Bima menghilang di balik pintu kamar mandi, sementara Allandra termenung memandangi kartu nama tersebut. Masih terngiang dalam ingatannya, bagaimana perempuan cantik itu memintanya menjadi suami. Itu cukup konyol menurut Allan, tapi mungkin ada beberapa faktor yang menyebabkan Nyonya Kaya itu membutuhkan lelaki cadangan, mungkin, salah satunya urusan ranjang, mengingat suaminya yang telah tua. Allandra tersenyum karena pemikirannya sendiri.

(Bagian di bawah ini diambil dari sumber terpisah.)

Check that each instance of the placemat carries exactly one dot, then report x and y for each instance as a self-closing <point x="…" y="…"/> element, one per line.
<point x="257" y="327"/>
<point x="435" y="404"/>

Sebenarnya tidak ada ruginya menikahi Sabilla, dia wanita cerdas, cantik dan juga kaya. Hanya saja usianya mungkin beberapa tahun lebih tua darinya dan telah bersuami. Allana mulai berpikir, mungkin dengan menikahi wanita itu, dia bisa membantu ayahnya kembali bangkit dari keterpurukan.

Allandra mengambil ponselnya dan mengetik nomor ponsel Sabilla. Hari ini, Allandra ingin mengajukan penawaran pada wanita kaya itu. Dia juga ingin mencari keuntungan jika memang harus menjadi simpanan Sabilla.